Sorry that what happened happened, you coming here proves the fact that you are sorry and in need of some input. I am prolly not the best person to give you consolation in this case.. But let's pretend that I am the thoughts of your boyfriends if he knew what had happened. I feel I should also warn you that this note might come off as harsh and perhaps even rude. I don't think that you are a mean person because mistakes are easily made - But almost every mistake can be repaired. So what I am going to do is to bring out a worst case scenario.

 

I don't think I need to tell you that what you did was wrong. And to be honest, I regard it as a minor, but still intolerable, form of cheating. It goes to show that you cannot retain your sense of dignity whilst you're drinking. Do you think that you would have been able to stop yourself from sleeping with him, had the issue arised? You said you refused to kiss him while you were sober, but then alcohol threw that away and you disregarded it completely.

- He would have a hard time letting you go out without him in the future because he knows that eventhough you say you love him before you leave, it's not certain that you give him any thought later on that night.

 

To tell the truth - you might've noticed already - I regard cheating, in all its forms, to be the worst breach of trust imaginable in a relationship. But if I had reeled, I would've made doubly sure to repair what had happened because as someone said earlier, he might learn about it from someone else and then it would scar even deeper. Perhaps if you'd tell him right away and explain what happened, how you feel and how sad you really are in your heart; he'll forgive you. Or would you rather kiss him and look into his eyes knowing that you are lying to him when you tell him that he is the only one for you?

 

Now a lot of people might react to my strong response. It was after all only kisses..?

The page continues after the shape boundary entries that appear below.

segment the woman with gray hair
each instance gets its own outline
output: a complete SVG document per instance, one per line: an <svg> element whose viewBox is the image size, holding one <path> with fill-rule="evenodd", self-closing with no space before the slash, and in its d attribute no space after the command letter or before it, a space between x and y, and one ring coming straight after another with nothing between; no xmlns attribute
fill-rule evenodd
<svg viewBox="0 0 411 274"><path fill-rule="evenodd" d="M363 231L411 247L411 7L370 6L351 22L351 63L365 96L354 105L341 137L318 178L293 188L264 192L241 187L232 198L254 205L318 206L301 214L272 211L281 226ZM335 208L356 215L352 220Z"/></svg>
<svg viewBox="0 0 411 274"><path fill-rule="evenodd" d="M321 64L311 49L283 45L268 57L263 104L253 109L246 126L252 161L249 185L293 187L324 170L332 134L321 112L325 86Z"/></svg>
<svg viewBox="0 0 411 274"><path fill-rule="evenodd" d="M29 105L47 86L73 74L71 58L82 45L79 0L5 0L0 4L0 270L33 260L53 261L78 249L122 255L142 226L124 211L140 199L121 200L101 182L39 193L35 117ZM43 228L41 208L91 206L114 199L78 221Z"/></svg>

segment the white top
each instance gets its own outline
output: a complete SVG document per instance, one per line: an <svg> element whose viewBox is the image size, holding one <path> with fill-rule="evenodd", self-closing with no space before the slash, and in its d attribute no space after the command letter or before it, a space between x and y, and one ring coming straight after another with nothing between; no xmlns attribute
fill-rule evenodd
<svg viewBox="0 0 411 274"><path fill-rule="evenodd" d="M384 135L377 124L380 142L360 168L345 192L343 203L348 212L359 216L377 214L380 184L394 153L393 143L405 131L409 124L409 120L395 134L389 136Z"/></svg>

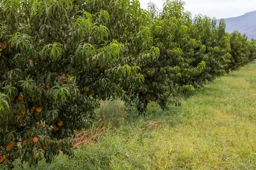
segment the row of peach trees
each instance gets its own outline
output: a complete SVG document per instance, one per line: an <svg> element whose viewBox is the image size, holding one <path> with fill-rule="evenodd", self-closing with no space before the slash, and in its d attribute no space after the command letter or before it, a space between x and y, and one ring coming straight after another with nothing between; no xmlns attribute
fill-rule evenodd
<svg viewBox="0 0 256 170"><path fill-rule="evenodd" d="M192 20L181 0L160 12L137 0L12 0L0 4L0 169L70 156L99 100L140 113L254 60L256 43L225 22Z"/></svg>

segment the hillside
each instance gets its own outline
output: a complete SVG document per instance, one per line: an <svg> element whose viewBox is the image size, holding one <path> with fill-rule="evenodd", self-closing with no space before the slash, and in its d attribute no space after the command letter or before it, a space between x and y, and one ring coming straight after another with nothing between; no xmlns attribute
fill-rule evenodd
<svg viewBox="0 0 256 170"><path fill-rule="evenodd" d="M238 30L245 34L248 40L256 39L256 11L237 17L225 18L226 30L229 33ZM218 23L219 20L218 20Z"/></svg>

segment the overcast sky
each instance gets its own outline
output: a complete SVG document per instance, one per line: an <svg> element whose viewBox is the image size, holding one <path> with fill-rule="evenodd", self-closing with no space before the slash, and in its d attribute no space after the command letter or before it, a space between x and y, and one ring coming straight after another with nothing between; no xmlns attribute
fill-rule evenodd
<svg viewBox="0 0 256 170"><path fill-rule="evenodd" d="M150 0L139 0L141 7L147 9ZM162 0L151 0L159 9L162 8ZM185 0L185 10L190 11L192 18L201 14L217 19L227 18L241 15L256 10L255 0Z"/></svg>

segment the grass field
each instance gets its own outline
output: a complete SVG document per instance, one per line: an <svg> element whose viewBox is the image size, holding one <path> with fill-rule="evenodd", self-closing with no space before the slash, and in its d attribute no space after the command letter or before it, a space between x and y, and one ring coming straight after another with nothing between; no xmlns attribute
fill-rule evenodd
<svg viewBox="0 0 256 170"><path fill-rule="evenodd" d="M96 124L101 132L74 157L24 169L256 169L256 62L181 102L165 111L151 103L145 117L125 111L121 102L103 102L98 112L103 121Z"/></svg>

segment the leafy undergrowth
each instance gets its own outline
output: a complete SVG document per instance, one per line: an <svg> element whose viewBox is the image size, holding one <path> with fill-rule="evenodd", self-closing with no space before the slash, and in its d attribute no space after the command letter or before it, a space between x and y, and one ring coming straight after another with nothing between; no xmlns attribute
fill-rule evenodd
<svg viewBox="0 0 256 170"><path fill-rule="evenodd" d="M151 103L145 117L121 102L103 102L101 133L84 134L96 140L85 141L72 159L61 155L32 169L255 169L255 68L254 62L186 94L180 106L163 111Z"/></svg>

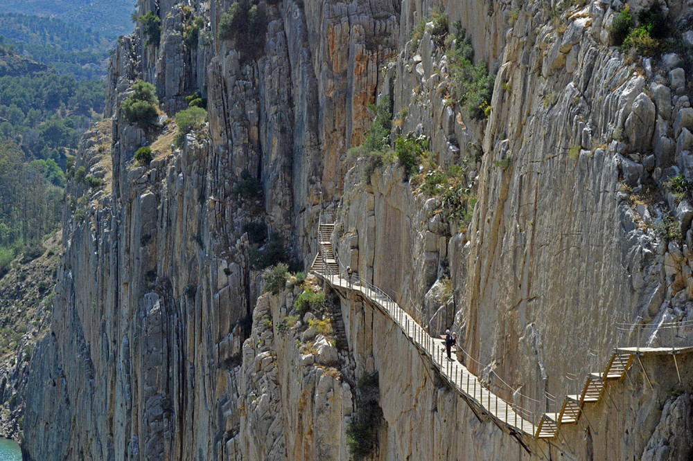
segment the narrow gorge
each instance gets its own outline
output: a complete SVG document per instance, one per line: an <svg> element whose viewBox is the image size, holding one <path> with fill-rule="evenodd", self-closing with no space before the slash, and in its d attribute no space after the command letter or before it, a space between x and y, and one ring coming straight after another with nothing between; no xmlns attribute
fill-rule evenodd
<svg viewBox="0 0 693 461"><path fill-rule="evenodd" d="M693 457L693 1L137 9L25 459Z"/></svg>

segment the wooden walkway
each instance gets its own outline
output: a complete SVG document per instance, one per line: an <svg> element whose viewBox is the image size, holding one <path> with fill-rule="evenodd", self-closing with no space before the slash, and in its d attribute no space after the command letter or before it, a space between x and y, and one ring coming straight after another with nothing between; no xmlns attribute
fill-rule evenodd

- Well, what is a kiss but a sign of affection between two people attracted to one another? It is a tool to form emotional bonds between the lovers or am I just being overly romantic/silly/lame/objective/robotic? However, that is what I feel, you might not feel the same way, but that is why I would try to repair the damage that I've caused as quick as possible.

 

Good luck. I really wish you the best of it.

Sadly pain is the best teacher in life, but the experience given is invaluable.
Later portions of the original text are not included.